Is the Kirkpatrick Model Still Relevant in the AI Era?
Donald Kirkpatrick developed his four-level training evaluation model in 1959. Sixty-five years later, it remains the most widely used framework in L&D.
But the learning landscape has changed dramatically. AI is transforming both how we deliver training and what we train people on. Does a framework developed for mid-century corporate training still apply?
My answer: yes, but with important adaptations.
The Four Levels, Briefly
For those unfamiliar with Kirkpatrick:
Level 1 - Reaction: How did participants feel about the training? Were they satisfied? Did they find it engaging?
Level 2 - Learning: Did participants actually acquire new knowledge, skills, or attitudes?
Level 3 - Behaviour: Are participants applying what they learned in their work?
Level 4 - Results: Is the organisation seeing business outcomes from the behaviour change?
The model is simple, intuitive, and logically structured. That’s why it’s endured.
The Classic Criticisms
Before addressing AI-specific challenges, it’s worth acknowledging the criticisms that have accumulated over decades:
The levels aren’t necessarily sequential. Behaviour change can occur without positive reaction. Learning can happen without leading to behaviour change. The linear chain of causation is oversimplified.

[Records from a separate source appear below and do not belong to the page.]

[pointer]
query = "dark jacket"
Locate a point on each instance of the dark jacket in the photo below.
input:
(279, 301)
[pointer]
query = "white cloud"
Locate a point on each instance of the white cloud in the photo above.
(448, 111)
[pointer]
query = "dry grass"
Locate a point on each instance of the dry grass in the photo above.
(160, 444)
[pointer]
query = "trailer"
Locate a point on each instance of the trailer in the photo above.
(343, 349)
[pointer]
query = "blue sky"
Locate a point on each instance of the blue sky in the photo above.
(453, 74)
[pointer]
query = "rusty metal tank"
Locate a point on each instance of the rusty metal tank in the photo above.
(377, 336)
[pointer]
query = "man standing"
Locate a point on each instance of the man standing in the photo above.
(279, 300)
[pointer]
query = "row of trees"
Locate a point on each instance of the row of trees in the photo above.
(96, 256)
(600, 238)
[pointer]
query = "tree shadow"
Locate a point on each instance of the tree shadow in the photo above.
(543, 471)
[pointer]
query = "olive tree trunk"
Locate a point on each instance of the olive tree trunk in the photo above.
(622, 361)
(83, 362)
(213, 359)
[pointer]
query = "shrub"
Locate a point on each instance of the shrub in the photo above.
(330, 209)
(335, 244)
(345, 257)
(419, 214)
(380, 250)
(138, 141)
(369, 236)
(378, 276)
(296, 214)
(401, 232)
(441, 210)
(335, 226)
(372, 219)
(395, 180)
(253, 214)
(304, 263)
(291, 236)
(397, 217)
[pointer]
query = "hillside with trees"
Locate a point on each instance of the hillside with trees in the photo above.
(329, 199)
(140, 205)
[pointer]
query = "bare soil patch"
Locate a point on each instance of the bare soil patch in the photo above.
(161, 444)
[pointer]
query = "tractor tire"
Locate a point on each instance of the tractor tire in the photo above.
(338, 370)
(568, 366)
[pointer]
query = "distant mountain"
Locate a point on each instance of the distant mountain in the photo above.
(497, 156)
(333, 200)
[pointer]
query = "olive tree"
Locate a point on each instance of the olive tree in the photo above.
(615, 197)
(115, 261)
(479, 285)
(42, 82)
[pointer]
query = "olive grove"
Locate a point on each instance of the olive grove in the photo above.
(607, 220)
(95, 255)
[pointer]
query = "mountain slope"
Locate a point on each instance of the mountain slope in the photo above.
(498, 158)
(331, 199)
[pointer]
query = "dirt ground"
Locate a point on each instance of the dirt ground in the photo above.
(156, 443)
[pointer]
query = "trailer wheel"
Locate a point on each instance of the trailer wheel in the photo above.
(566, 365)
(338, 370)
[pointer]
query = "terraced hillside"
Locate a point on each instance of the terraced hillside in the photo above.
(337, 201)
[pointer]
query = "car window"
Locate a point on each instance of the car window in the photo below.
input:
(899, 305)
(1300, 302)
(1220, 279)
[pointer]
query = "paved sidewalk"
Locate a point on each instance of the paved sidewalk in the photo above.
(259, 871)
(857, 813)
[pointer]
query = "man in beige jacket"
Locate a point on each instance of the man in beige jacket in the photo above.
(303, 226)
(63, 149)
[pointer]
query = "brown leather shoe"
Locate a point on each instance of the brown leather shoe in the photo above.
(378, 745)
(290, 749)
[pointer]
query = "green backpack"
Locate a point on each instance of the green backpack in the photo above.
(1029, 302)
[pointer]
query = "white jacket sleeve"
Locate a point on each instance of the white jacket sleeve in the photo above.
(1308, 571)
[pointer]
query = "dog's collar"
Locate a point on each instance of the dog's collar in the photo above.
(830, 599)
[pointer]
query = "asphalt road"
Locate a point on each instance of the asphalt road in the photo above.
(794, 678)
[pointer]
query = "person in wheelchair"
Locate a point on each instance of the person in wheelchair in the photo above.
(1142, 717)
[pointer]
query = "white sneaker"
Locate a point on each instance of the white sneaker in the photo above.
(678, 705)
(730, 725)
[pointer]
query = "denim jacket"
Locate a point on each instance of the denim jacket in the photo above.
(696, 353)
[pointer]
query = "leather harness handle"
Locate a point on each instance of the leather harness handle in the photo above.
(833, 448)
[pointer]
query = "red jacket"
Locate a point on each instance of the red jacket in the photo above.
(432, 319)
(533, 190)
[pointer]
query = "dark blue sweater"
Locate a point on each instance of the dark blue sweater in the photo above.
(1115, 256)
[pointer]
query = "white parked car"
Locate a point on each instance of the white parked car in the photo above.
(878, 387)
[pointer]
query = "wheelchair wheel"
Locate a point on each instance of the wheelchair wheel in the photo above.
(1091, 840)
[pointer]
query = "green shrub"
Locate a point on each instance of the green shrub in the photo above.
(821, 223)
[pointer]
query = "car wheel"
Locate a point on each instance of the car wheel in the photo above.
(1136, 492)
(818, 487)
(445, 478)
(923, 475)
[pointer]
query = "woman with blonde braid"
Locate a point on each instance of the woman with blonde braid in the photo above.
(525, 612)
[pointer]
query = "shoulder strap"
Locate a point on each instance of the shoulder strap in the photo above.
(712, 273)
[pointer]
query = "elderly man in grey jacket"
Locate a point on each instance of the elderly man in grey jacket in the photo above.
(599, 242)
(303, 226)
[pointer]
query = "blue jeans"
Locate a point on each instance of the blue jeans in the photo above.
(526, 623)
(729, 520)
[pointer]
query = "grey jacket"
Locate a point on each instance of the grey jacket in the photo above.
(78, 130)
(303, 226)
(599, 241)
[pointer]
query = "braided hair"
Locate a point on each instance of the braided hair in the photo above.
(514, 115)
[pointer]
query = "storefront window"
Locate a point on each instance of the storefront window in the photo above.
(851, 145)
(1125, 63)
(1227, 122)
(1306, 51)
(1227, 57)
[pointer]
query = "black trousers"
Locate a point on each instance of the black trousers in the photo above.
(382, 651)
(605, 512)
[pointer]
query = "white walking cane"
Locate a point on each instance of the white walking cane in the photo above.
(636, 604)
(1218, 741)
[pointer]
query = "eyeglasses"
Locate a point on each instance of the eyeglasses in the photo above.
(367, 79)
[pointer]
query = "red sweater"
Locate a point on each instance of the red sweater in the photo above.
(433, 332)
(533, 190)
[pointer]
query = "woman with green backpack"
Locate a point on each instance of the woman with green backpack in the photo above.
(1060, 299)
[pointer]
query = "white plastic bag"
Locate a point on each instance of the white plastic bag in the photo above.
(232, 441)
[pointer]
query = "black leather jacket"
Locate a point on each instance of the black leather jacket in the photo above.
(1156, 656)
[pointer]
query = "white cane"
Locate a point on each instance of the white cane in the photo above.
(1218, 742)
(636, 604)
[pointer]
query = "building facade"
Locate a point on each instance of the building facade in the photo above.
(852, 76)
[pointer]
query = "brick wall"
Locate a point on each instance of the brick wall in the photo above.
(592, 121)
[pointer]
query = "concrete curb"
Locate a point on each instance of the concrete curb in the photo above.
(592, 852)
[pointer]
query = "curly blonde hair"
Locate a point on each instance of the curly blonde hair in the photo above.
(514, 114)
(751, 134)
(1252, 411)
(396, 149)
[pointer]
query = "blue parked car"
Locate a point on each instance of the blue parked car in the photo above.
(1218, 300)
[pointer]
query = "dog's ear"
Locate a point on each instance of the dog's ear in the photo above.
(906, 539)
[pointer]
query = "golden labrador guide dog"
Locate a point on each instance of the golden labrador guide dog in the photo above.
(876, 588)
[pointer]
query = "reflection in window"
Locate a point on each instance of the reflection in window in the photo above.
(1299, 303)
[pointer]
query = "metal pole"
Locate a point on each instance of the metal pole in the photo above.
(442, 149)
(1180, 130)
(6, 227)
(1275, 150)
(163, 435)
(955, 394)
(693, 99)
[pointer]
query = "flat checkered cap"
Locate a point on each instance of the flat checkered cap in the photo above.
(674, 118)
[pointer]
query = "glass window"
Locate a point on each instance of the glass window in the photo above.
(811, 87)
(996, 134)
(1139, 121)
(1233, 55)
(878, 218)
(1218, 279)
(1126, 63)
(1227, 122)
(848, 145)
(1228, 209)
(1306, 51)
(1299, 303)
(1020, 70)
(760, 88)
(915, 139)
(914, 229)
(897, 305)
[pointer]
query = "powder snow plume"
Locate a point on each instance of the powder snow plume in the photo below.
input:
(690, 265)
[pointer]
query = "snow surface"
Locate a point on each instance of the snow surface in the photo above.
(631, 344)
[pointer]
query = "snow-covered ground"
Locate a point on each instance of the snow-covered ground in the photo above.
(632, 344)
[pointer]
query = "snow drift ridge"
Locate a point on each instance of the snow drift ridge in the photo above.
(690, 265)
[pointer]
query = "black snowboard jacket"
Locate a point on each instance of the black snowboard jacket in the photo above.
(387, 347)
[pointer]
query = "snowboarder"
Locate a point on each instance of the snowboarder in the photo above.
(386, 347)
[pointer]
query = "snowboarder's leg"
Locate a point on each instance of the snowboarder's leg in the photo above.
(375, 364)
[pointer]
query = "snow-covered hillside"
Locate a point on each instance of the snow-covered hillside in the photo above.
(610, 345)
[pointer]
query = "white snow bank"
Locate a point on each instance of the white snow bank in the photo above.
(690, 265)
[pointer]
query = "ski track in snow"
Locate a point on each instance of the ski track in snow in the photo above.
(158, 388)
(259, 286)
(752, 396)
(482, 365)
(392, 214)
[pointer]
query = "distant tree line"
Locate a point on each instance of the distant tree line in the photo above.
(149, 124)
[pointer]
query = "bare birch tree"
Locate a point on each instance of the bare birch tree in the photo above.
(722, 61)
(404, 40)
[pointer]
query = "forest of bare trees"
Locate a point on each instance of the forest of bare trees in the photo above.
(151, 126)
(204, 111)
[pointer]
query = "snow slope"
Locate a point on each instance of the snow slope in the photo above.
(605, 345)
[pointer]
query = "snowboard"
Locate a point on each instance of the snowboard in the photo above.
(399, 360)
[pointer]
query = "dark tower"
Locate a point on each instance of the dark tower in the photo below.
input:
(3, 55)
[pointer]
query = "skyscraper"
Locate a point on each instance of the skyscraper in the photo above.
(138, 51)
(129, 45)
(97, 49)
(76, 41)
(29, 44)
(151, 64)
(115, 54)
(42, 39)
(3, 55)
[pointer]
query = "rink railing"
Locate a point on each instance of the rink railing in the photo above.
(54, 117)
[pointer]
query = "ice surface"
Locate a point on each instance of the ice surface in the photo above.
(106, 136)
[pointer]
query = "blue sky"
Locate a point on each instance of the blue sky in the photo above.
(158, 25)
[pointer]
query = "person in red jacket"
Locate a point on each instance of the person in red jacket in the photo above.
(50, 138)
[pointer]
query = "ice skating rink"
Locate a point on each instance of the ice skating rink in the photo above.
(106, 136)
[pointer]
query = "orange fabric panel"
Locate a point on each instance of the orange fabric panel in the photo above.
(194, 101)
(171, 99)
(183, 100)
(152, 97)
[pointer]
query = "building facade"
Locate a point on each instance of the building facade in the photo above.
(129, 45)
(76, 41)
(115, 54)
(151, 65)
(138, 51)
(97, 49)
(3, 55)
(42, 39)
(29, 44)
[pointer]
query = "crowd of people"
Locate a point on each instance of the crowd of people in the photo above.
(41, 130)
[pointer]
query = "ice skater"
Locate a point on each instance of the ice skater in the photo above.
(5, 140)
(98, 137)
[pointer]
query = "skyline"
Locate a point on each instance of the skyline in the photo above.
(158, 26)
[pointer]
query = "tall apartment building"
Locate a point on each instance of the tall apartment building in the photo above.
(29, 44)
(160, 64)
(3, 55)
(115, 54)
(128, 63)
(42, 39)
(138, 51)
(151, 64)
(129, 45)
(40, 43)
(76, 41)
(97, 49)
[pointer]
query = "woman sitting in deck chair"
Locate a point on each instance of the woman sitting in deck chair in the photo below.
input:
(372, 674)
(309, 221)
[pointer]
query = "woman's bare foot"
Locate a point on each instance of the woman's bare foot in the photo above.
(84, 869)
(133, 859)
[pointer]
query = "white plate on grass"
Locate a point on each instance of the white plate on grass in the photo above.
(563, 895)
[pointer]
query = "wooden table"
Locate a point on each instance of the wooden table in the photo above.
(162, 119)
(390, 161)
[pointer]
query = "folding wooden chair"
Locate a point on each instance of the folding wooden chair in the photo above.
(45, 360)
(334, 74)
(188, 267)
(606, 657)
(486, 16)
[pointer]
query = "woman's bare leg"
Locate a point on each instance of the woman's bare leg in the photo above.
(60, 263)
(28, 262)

Level 1 is overused. Most evaluation stops at reaction surveys, which correlate poorly with learning and even less with results. Easy measurement substitutes for useful measurement.
Level 4 attribution is nearly impossible. Isolating training’s contribution to business results from all other factors is methodologically challenging.
The model is descriptive, not prescriptive. It tells you what to measure, not how to improve training.
These criticisms have validity. But none of them is fatal. The model remains useful despite its limitations.
AI-Era Challenges
AI introduces new challenges that the original model didn’t anticipate.
The Pace of Change
Traditional training assumed relatively stable skill requirements. You could train someone on a skill and expect it to remain valuable for years.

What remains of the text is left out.